Dinauer M C, Orkin S H, Brown R, Jesaitis A J, Parkos C A
Nature. 1987;327(6124):717-20. doi: 10.1038/327717a0.
The bacteriocidal capacity of phagocytic cells is impaired in X-linked chronic granulomatous disease (X-CGD), a disorder characterized by the absence of functional plasma-membrane-associated NADPH oxidase. The components of this oxidase system, their correspondence with specific genetic loci, and the primary protein defect in X-CGD remain incompletely defined. We recently reported cloning of the putative X-CGD gene on the basis of DNA linkage. To identify the predicted protein in vivo, antibodies were raised to a synthetic peptide derived from the complementary DNA sequence and to a fusion protein produced in Escherichia coli. In Western blots antisera detect a neutrophil protein of relative molecular mass in 90,000 (90K) that is absent in X-CGD patients. Antisera also react with the larger component of cytochrome b recently purified from neutrophil plasma membranes as a complex of glycosylated 90K and non-glycosylated 22K polypeptides. Based on our identification of the X-CGD protein in vivo, we propose that one of its critical roles is to interact with the 22K species to form a functional cytochrome b complex.

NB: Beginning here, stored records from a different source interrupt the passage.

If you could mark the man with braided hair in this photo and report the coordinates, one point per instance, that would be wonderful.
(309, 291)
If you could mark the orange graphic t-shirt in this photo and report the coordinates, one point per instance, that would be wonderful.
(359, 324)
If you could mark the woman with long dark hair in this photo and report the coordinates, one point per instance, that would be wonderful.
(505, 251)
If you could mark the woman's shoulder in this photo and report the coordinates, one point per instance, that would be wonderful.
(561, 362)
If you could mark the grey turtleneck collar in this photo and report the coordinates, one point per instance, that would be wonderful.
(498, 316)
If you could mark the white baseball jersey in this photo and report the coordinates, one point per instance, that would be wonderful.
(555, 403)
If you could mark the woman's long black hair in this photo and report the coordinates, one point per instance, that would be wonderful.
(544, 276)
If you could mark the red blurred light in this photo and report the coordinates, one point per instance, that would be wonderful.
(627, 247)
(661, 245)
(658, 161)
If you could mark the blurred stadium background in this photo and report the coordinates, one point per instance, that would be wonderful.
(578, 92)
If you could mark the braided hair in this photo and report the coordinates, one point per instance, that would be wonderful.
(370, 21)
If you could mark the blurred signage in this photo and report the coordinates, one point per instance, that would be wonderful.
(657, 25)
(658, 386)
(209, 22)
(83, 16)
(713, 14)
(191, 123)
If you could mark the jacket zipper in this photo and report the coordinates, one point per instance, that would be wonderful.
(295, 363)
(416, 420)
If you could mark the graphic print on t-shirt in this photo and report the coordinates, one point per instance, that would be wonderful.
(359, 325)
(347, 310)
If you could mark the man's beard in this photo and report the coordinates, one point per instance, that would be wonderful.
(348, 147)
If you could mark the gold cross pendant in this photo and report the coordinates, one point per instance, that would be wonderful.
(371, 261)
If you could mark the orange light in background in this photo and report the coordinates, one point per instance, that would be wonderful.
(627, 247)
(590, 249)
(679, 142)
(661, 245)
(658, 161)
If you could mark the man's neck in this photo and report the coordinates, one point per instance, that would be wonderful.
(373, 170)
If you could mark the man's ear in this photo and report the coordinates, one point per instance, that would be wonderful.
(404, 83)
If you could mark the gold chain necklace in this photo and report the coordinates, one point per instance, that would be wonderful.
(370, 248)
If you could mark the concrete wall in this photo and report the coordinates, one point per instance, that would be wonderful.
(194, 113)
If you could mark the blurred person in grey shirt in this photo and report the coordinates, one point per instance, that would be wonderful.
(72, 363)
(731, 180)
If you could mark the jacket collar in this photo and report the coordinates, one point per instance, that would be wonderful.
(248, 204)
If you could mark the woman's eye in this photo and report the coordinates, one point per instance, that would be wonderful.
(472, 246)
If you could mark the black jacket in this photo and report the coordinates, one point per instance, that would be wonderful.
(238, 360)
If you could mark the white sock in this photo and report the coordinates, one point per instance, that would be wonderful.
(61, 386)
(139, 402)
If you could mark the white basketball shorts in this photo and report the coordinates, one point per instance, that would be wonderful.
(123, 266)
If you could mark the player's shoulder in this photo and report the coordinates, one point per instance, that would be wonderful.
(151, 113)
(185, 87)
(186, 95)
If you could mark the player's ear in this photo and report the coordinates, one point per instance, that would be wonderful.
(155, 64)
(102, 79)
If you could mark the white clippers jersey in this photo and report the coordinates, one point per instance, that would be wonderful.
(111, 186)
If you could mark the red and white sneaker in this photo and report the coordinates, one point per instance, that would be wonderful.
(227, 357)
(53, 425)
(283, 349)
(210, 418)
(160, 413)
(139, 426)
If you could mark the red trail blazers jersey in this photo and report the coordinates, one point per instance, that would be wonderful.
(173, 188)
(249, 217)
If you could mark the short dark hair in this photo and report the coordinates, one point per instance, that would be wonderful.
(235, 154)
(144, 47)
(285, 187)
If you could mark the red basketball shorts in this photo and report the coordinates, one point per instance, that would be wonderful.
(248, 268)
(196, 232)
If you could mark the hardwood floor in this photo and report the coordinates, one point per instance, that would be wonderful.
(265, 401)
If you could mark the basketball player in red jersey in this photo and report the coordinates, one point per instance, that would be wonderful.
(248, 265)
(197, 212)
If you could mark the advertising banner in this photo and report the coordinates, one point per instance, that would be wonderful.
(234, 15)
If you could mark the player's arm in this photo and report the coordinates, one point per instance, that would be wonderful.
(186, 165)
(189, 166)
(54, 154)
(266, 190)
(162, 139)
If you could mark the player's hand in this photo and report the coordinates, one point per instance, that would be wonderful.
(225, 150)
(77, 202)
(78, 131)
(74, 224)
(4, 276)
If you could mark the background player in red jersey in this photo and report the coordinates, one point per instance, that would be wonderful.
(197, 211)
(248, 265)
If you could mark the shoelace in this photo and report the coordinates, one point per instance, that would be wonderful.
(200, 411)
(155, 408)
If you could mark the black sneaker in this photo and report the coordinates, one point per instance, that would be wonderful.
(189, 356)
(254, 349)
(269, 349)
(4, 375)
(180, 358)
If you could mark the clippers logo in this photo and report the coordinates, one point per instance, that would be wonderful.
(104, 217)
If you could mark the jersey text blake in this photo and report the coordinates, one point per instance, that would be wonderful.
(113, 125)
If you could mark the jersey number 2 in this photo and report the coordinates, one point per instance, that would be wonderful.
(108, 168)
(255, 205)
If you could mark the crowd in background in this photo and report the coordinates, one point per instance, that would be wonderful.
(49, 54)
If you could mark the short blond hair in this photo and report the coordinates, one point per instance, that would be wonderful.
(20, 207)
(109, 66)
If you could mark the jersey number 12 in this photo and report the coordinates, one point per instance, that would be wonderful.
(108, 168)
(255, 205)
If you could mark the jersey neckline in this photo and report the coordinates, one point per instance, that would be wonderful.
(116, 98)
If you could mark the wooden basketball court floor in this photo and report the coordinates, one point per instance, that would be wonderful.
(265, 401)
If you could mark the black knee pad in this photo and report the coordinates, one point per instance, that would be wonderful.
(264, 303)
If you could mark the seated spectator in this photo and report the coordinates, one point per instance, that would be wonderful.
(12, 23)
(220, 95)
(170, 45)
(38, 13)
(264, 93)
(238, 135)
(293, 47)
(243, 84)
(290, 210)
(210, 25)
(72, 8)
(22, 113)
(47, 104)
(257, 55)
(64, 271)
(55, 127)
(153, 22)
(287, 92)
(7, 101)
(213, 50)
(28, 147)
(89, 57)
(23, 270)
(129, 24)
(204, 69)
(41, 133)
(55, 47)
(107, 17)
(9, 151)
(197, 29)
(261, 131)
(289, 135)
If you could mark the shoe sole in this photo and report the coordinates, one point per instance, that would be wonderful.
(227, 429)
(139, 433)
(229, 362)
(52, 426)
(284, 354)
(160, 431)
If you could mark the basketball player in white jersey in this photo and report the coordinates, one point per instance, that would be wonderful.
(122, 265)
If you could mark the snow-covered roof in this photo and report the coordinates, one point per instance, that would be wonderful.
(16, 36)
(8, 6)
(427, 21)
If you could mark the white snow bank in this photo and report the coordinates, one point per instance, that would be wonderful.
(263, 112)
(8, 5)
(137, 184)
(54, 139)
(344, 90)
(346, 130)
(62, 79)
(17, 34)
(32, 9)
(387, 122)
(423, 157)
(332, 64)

在X连锁慢性肉芽肿病(X-CGD)中,吞噬细胞的杀菌能力受损,该病的特征是缺乏功能性的与质膜相关的NADPH氧化酶。这种氧化酶系统的组成成分、它们与特定基因位点的对应关系以及X-CGD中的主要蛋白质缺陷仍未完全明确。我们最近报道了基于DNA连锁克隆推定的X-CGD基因。为了在体内鉴定预测的蛋白质,制备了针对源自互补DNA序列的合成肽和在大肠杆菌中产生的融合蛋白的抗体。在蛋白质印迹中,抗血清检测到相对分子质量为90,000(90K)的中性粒细胞蛋白,而X-CGD患者中不存在该蛋白。抗血清还与最近从中性粒细胞质膜纯化的细胞色素b的较大成分发生反应,该成分是糖基化的90K和非糖基化的22K多肽的复合物。基于我们在体内对X-CGD蛋白的鉴定,我们提出其关键作用之一是与22K成分相互作用以形成功能性细胞色素b复合物。